Even last fall, the two bodies I'd left behind had stayed pretty much where they'd fallen. Hauling a hitman out of a motel would have been more dangerous than leaving him there. The second guy I shot was the killer we'd been chasing and we needed the authorities – and the public – to know he was dead. My body disposal know-how was pure theory.
Jack was the one who found a place to hide Fenniger – the still functioning trunk of a wreck. The police might find him when they investigated the death of his mark in the office, but we weren't giving them any help.
I'd hauled Fenniger to his resting place, Jack carrying his legs as best he could. As I arranged the corpse in the trunk, Jack returned to the site to double-check for any traces we might have missed.
"Did you look over where I was standing?" I asked. "The ground's hard, and I'll be trashing my shoes, but I should check – "
Jack grabbed my arm as I passed. "Got it."
"What about the mark?"
"Dead. Checked."
Still holding my arm, he started toward the fence.
"But there's a chance it's someone connected to this Byrony Agency – "
"It's not."
"How do you know?"
"I do."
He led me to the part of the fence Fenniger had scaled.
"Shouldn't we use the section we cut?" I said. "I can see headlights – "
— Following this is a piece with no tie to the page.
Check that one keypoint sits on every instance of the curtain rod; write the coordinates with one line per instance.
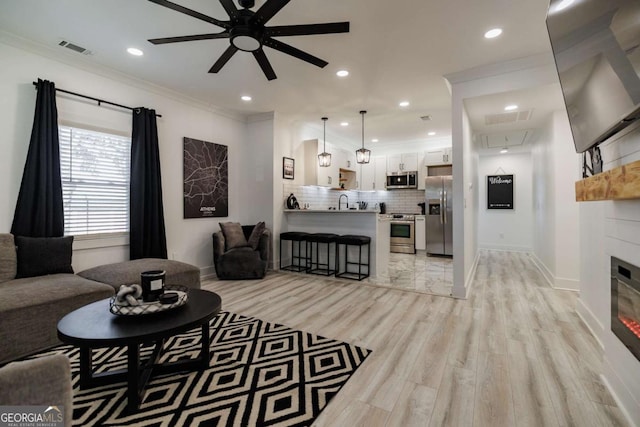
(98, 100)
"Couple miles away. Get over."
I hooked my gloved fingers in the fence links, then heard a sound that made my head jolt up.
"Is that a siren?" I whispered.
"No."
His answer came quickly – too quickly. He'd already heard it, and that was why he was hurrying me over the fence.
I hefted myself up, toes finding purchase. The wail came again and I instinctively stopped, head swiveling to follow it. If there was one sound I knew, it was a police siren. And this wasn't it.
It came again, and my gut went cold. I dropped to the ground and broke into a sprint, heading for the building. Jack lunged, catching my arm and wrenching me back.
"It's not – " I began.
He grabbed my shoulders and swung me toward the fence. "Climb."
"It's not a siren, Jack. It's a baby."
"Yeah."
I heard the voice inside the office again. Raspy. I'd presumed it was a man, but it could have been a woman.
Fenniger had indeed been in Kingston to kill another girl and steal another baby – it just hadn't been the one we'd thought. He'd been scouting that girl earlier as a potential future target while waiting until it was late enough to come here and kill the one he'd already targeted on an earlier trip, as he'd done with Sammi.
I pushed back from the fence, struggling to duck out of his grasp.
"Nothing you can do," he said.
I managed to turn around and face him. "There is a baby in there, and I am not going to walk away and hope someone hears it. My God, how could you – "
His arm swung up. I instinctively yanked back, but he only lifted his hand. In it was a cell phone I didn't recognize.
"Fenniger's. We get away. Call 911. Toss it."
Fenniger's cell phone? Jack didn't just happen to grab it before we dumped him. He'd seen who was behind that door. That's why he'd gone back to check, and that's why he'd been dragging me away, before I heard the baby.
"You didn't accidentally make that noise earlier, did you?" I said. "You thought I saw who he killed. You were distracting Fenniger before I did something stupid – "
"Over the fence, Nadia. Now."
"I want to – "
"The longer we wait? The longer that baby cries."
I paused, then grabbed the fence links and hoisted myself up.
We made the trip back to my pickup in silence. When I didn't speak, Jack didn't push. Maybe he thought I was in shock. I guess I was.
I forced myself not to speak, not to move, not to think on that drive and later on the way to the lodge, after we dropped off my work car in Peterborough. When we got home, Jack accompanied me up the stairs, said good night, and waited while I went into my room.